Esta, digamos, especificação de um dos itens que faz parte do interesse do menor demonstra a preocupação do legislador, na aplicação do princípio da efectividade dos direitos fundamentais, querer assegurar que determinados direitos, indispensáveis à realização do direito fundamental constitucionalmente garantido (n.º 3 do artigo 36.º da C.R.P.) à educação dos filhos, como, por exemplo, o direito de estabelecer relações com estes e de participar nas grandes opções relativamente à pessoas destes, fossem concretizados na grande proximidade dos filhos com o progenitor a quem não são confiados.
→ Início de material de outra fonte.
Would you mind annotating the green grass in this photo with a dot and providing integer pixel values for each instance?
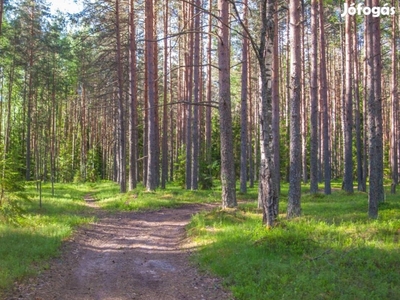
(25, 247)
(108, 197)
(332, 252)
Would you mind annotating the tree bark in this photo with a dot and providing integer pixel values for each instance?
(243, 109)
(196, 98)
(164, 163)
(133, 101)
(394, 109)
(348, 109)
(314, 137)
(294, 208)
(326, 154)
(360, 175)
(228, 180)
(120, 100)
(152, 165)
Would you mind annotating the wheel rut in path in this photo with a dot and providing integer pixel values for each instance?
(132, 255)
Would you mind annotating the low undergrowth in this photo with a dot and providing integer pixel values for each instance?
(108, 197)
(35, 233)
(333, 251)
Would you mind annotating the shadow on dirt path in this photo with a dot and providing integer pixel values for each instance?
(133, 255)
Na verdade, a relação directa entre o progenitor a quem os filhos não foram confiados e estes, constitui um direito fundamental daquele, uma vez que é uma concretização do art.º 36.º, n.º 6 da C.R.P., segundo o qual os filhos não podem ser separados dos pais, salvo quando estes não cumpram os seus deveres fundamentais para com eles e sempre mediante decisão judicial.
Contudo, na nossa opinião, a vontade expressa do legislador carece de alguma concretização, como iremos expor mais adiante.
A separação dos pais
São cada vez mais frequentes, agora que os progenitores homens estão cada vez mais participativos e interessados em acompanhar o desenvolvimento das suas crianças desde a mais tenra idade, os litígios entre o pai e mãe que têm por objecto os filhos.
A função micro-social da criança e o significado afectivo que assume, parecem contribuir para este aumento de conflitos.
O exercício do poder paternal não é, já há muito, um direito de domínio do paterfamilias[11].
No direito romano, principalmente nas primeiras leis e na última República, quando a lei era escrita por Servius, a tutela dos menores, imposta por lei a todas as crianças romanas sui iuris (que não tivessem pater familias) ou impubes (de menor idade), era exercida para proteger o direito de propriedade[12]. Mas sente-se, particularmente no final da última República, que a tutela é cada vez mais exercida no interesse da criança[13].
A criança também já não é mais um instrumento de trabalho ou de provento económico para a família.
"Código de Seabra"
De facto, a ideia de criança está hoje firmemente ligada à ideia de amor e de protecção, pelo que, por vezes, os pais querem mesmo, após a separação, deter um monopólio afectivo sobre a criança, o que explica a existência de litígios entre estes acerca da atribuição da guarda dos filhos e em torno do exercício do direito de visita.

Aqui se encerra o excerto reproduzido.